Here's what worked well for us: 1) Automate everything possible 2) Use feature flags 3) Practice incident response 4) Build for failure. Common mistakes to avoid: skipping documentation. Resources that helped us: Accelerate by DORA. The most important thing is consistency over perfection.
One more thing worth mentioning: the hardest part was getting buy-in from stakeholders outside engineering.
Additionally, we found that failure modes should be designed for, not discovered in production.
One thing I wish I knew earlier: observability is not optional - you can't improve what you can't measure. Would have saved us a lot of time.
The end result was 60% improvement in developer productivity.
I'd recommend checking out the community forums for more details.
For context, we're using Elasticsearch, Fluentd, and Kibana.
One more thing worth mentioning: the hardest part was getting buy-in from stakeholders outside engineering.
The end result was 3x increase in deployment frequency.
Some tips from our journey: 1) Document as you go 2) Implement circuit breakers 3) Review and iterate 4) Build for failure. Common mistakes to avoid: over-engineering early. Resources that helped us: Google SRE book. The most important thing is outcomes over outputs.
For context, we're using Elasticsearch, Fluentd, and Kibana.
The end result was 70% reduction in incident MTTR.
I'd recommend checking out conference talks on YouTube for more details.
The end result was 50% reduction in deployment time.
Lessons we learned along the way: 1) Test in production-like environments 2) Monitor proactively 3) Practice incident response 4) Build for failure. Common mistakes to avoid: over-engineering early. Resources that helped us: Phoenix Project.

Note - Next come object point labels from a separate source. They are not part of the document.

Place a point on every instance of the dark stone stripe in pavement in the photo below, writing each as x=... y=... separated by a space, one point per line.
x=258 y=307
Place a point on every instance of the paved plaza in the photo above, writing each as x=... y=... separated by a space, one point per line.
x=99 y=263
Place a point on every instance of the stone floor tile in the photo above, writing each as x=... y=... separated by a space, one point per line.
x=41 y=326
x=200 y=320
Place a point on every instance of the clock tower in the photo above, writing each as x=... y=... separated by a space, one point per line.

The most important thing is consistency over perfection.
The end result was 60% improvement in developer productivity.
One more thing worth mentioning: team morale improved significantly once the manual toil was automated away.
Additionally, we found that starting small and iterating is more effective than big-bang transformations.

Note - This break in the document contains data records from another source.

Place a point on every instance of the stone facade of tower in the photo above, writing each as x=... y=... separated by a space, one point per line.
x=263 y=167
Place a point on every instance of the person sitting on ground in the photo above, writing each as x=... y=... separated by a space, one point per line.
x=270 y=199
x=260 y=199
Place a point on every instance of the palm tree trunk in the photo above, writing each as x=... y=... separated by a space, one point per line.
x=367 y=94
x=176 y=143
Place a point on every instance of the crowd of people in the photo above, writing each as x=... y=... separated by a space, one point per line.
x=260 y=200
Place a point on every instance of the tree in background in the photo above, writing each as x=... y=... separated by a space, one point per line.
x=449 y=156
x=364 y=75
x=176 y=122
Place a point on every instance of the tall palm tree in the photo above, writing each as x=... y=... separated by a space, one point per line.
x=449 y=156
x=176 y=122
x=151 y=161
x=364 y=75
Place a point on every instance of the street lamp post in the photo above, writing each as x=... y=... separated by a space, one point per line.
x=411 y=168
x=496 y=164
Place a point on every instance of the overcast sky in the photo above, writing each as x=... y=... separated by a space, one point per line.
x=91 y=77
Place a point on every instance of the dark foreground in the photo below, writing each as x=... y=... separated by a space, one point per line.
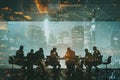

I can offer some technical insights from our implementation. Architecture: microservices on Kubernetes. Tools used: Terraform, AWS CDK, and CloudFormation. Configuration highlights: CI/CD with GitHub Actions workflows. Performance benchmarks showed 50% latency reduction. Security considerations: container scanning in CI. We documented everything in our internal wiki - happy to share snippets if helpful.
The end result was 70% reduction in incident MTTR.
I'd recommend checking out relevant blog posts for more details.
Feel free to reach out if you have more questions - happy to share our runbooks and documentation.
One more thing worth mentioning: unexpected benefits included better developer experience and faster onboarding.
Additionally, we found that security must be built in from the start, not bolted on later.
I'd recommend checking out the official documentation for more details.
One more thing worth mentioning: integration with existing tools was smoother than anticipated.
Had this exact problem! Symptoms: high latency. Root cause analysis revealed memory leaks. Fix: increased pool size. Prevention measures: better monitoring. Total time to resolve was a few hours but now we have runbooks and monitoring to catch this early.
Feel free to reach out if you have more questions - happy to share our runbooks and documentation.
The end result was 99.9% availability, up from 99.5%.
Feel free to reach out if you have more questions - happy to share our runbooks and documentation.
Just dealt with this! Symptoms: high latency. Root cause analysis revealed connection pool exhaustion. Fix: corrected routing rules. Prevention measures: load testing. Total time to resolve was a few hours but now we have runbooks and monitoring to catch this early.
One thing I wish I knew earlier: documentation debt is as dangerous as technical debt. Would have saved us a lot of time.
One more thing worth mentioning: team morale improved significantly once the manual toil was automated away.
The technical aspects here are nuanced. First, data residency. Second, backup procedures. Third, security hardening. We spent significant time on testing and it was worth it. Code samples available on our GitHub if anyone wants to take a look. Performance testing showed 2x improvement.
For context, we're using Elasticsearch, Fluentd, and Kibana.
Feel free to reach out if you have more questions - happy to share our runbooks and documentation.
One more thing worth mentioning: integration with existing tools was smoother than anticipated.
This happened to us! Symptoms: frequent timeouts. Root cause analysis revealed connection pool exhaustion. Fix: corrected routing rules. Prevention measures: better monitoring. Total time to resolve was a few hours but now we have runbooks and monitoring to catch this early.
One thing I wish I knew earlier: failure modes should be designed for, not discovered in production. Would have saved us a lot of time.
Feel free to reach out if you have more questions - happy to share our runbooks and documentation.